Publicado em: 18/06/2018 23:59 Atualizado em:

Morreu na noite desta segunda-feira o empresário de mineração, ex-ministro das Minas e Energia no governo de Fernando Collor e ex-presidente da Companhia Vale do Rio Doce, Eliezer Batista, 94 anos. Pai do também empresário Eike Batista, ele estava internado no Hospital Samaritano, zona sul do Rio de Janeiro. A causa da morte foi insuficiência respiratória aguda.

Engenheiro de formação, Eliezer também foi secretário de Assuntos Estratégicos (SAE) no governo Collor.
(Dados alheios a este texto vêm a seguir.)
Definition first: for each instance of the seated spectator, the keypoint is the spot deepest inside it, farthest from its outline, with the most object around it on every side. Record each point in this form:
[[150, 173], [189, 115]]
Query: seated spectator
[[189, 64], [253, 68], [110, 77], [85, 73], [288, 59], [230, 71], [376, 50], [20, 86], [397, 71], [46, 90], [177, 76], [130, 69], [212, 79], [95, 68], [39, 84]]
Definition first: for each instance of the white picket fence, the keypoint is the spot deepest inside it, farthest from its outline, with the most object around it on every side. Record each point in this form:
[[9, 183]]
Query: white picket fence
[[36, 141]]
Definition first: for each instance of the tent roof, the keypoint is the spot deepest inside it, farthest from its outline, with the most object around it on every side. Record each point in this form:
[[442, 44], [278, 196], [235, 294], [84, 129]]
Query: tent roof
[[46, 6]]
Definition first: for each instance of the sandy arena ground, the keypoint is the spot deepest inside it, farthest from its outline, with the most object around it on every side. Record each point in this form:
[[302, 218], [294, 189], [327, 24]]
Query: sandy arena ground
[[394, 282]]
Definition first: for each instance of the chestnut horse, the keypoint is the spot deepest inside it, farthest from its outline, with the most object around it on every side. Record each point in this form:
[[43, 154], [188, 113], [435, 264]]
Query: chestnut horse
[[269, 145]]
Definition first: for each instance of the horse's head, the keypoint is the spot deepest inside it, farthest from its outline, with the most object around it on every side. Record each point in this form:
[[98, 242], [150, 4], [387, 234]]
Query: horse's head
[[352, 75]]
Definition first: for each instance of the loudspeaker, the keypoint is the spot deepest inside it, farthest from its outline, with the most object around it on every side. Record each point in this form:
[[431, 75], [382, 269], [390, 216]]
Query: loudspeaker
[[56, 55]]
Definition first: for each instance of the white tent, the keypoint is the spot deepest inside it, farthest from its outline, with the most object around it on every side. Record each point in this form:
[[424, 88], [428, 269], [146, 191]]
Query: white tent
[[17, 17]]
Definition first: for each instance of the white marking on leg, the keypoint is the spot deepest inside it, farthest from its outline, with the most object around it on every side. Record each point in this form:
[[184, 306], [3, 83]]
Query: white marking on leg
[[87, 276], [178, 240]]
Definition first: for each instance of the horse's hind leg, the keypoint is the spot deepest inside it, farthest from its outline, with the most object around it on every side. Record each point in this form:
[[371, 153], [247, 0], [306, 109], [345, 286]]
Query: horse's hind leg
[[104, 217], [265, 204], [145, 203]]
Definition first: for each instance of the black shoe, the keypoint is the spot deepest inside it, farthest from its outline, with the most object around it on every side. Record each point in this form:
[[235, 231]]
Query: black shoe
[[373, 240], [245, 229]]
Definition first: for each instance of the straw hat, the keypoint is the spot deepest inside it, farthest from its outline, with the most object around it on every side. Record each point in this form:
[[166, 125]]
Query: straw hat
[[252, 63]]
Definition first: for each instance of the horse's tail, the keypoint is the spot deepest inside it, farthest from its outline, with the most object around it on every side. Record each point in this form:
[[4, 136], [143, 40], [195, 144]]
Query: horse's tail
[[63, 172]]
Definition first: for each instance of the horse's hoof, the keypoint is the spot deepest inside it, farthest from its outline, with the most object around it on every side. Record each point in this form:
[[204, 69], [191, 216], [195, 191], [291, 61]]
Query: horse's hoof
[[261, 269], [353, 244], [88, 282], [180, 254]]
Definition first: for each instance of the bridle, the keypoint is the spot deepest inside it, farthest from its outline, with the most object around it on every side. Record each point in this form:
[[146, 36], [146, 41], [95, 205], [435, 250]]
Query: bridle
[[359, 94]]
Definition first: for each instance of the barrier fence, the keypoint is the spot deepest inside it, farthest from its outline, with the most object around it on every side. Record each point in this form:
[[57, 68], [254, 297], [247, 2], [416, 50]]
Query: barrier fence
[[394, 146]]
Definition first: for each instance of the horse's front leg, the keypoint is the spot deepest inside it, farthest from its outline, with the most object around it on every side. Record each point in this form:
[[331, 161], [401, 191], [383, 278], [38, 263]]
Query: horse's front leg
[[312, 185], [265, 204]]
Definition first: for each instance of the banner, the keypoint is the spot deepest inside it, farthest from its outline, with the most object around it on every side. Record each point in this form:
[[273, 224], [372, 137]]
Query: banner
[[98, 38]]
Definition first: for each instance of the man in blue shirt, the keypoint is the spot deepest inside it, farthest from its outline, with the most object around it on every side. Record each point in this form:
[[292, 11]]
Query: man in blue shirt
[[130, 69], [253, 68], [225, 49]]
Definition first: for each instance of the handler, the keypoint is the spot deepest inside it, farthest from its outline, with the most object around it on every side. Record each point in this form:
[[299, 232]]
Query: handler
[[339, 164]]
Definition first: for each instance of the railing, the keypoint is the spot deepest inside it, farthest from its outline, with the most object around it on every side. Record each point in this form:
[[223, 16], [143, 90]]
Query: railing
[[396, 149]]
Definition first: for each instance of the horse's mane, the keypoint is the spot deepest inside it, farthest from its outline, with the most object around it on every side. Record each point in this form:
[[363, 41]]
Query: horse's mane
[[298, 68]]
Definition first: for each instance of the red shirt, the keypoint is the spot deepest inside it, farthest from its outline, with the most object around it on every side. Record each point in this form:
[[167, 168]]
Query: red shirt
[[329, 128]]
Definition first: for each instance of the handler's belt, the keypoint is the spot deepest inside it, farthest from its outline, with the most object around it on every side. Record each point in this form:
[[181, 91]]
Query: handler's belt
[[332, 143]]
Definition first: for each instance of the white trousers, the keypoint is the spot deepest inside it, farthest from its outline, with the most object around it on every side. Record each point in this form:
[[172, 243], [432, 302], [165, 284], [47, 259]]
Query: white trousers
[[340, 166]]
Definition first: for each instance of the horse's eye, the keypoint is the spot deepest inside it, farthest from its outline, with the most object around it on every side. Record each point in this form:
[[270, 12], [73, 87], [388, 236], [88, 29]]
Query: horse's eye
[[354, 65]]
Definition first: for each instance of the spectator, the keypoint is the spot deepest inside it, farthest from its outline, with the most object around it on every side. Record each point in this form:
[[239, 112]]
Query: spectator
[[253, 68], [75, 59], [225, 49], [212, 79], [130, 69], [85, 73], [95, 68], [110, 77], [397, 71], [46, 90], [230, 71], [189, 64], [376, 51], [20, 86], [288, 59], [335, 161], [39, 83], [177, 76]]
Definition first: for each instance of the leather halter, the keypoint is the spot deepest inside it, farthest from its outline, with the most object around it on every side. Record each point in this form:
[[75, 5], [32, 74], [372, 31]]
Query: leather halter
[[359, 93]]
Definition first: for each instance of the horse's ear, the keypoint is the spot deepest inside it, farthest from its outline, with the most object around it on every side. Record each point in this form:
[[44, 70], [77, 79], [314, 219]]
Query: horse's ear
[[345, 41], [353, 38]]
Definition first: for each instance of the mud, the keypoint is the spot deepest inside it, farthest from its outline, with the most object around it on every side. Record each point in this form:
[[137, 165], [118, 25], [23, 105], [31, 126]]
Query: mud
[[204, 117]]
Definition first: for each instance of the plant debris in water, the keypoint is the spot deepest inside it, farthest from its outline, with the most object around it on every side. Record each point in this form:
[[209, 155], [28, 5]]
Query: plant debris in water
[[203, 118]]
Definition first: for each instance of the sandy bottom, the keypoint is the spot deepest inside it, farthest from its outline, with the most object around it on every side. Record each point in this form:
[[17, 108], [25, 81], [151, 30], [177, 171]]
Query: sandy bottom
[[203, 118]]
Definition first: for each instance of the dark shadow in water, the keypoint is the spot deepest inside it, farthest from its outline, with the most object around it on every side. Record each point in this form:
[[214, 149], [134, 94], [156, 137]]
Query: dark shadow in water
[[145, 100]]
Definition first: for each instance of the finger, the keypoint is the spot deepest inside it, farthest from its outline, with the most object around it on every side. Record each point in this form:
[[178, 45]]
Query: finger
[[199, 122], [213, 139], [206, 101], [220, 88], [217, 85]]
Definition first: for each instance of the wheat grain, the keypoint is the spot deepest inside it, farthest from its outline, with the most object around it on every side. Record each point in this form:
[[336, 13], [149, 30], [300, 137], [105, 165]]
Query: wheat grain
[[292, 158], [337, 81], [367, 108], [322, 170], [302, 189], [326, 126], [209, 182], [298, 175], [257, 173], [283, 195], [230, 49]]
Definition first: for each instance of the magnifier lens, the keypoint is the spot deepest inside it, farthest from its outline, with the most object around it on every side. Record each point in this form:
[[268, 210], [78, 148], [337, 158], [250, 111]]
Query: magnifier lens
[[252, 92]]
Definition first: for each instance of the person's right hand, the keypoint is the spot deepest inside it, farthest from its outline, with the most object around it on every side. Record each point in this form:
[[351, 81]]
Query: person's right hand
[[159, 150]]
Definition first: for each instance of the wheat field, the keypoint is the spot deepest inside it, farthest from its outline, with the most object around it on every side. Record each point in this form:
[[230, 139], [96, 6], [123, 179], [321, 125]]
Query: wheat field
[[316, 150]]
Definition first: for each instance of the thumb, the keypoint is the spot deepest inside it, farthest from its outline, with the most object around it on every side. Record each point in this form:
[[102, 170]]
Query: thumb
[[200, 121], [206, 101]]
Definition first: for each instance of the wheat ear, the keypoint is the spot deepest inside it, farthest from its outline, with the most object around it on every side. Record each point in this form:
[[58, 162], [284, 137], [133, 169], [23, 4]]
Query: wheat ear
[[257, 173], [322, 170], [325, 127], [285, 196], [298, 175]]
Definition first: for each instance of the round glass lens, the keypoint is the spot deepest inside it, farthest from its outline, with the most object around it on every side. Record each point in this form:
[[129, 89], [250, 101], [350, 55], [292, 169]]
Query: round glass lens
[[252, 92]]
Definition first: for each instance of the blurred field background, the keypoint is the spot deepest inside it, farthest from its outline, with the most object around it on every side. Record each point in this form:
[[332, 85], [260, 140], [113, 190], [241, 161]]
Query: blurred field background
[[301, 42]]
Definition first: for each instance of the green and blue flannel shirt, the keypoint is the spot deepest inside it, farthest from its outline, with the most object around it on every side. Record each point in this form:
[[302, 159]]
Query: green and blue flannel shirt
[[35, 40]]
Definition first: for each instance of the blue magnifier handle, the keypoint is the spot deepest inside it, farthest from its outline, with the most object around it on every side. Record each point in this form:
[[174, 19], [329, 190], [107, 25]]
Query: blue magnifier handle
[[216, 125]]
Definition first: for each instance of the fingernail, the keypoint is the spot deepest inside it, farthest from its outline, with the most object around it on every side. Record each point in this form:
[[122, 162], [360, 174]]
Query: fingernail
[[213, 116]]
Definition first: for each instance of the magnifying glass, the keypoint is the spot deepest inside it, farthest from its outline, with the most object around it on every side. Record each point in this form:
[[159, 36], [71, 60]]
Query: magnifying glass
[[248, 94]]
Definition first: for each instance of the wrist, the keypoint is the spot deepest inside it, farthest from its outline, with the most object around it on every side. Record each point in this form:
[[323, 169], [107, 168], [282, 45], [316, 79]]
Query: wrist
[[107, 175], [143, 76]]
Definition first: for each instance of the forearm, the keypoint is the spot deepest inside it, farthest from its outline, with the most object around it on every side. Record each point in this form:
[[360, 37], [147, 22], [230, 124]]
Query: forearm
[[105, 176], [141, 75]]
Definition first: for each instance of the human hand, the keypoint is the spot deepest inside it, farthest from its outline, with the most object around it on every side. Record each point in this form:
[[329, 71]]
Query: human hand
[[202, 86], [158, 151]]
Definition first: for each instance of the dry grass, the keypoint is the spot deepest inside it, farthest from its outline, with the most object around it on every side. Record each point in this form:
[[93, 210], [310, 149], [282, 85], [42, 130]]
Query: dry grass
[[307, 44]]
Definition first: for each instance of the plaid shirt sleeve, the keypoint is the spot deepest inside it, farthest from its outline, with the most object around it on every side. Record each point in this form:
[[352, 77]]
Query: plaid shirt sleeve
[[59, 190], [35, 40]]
Atuou no Programa Grande Carajás, a primeira iniciativa de exploração das riquezas da província mineral dos Carajás, abrangendo áreas do Pará até o Xingu, Goiás e Maranhão.

Na Vale do Rio Doce, vendeu para os japoneses minério de ferro após a Segunda Gerra Mundial, levando o minério do Porto de Tubarão diretamente ao Japão, a preços competitivos com as minas da Austrália. Esse feito o transformou no “engenheiro ferroviário que ligou a Vale ao resto do mundo”. Os japoneses reconheceram seu valor e entregaram a Eliezer Batista a mais alta condecoração daquele país, por ter causado uma verdadeira revolução no sistema de transporte marítimo ferroviário.

Exerceu, entre 1964 e 1968, os cargos de diretor-presidente da Minerações Brasileiras Reunidas, resultado da fusão da Caemi com a Bethlehem Steel e, em seguida, o de vice-presidente da Itabira International Company (Nova York). Ainda em 1968, assumiu a diretoria da Itabira Eisenerz GmbH, na Alemanha Ocidental, posto no qual permaneceu até 1974. Quando da fundação da Rio Doce Internacional S.A., subsidiária da Vale em Bruxelas, tornou-se seu presidente.

Em nota, a Vale lamentou a morte de Eliezer Batista, primeiro empregado de carreira a ocupar o principal posto na empresa, segundo a companha.
"Presidente por duas vezes, Eliezer preparou a então Companhia Vale do Rio Doce para o crescimento que ocorreria a partir da década de 1980, criando uma estratégia de comercialização de minério em grandes volumes e a longo prazo com as siderúrgicas japonesas", diz o comunicado.

"Estamos consternados. Nosso maior engenheiro, o homem que teve a visão de preparar a Vale para ser a empresa que conhecemos hoje, se foi. Eliezer Batista, que um dia recebeu a alcunha de 'Engenheiro do Brasil', bem que poderia ser conhecido por 'o Construtor da Vale'. Sim, temos orgulho de dizer que fomos a sua principal obra", afirmou o diretor-presidente da Vale, Fabio Schvartsman.

No Twitter, o presidente Michel Temer também lamentou. "O Brasil perdeu um de seus maiores engenheiros. Eliezer Batista foi um dos responsáveis pelo sucesso da Vale no mundo. Muito trabalhou pelo nosso país e sempre acreditou no Brasil", escreveu.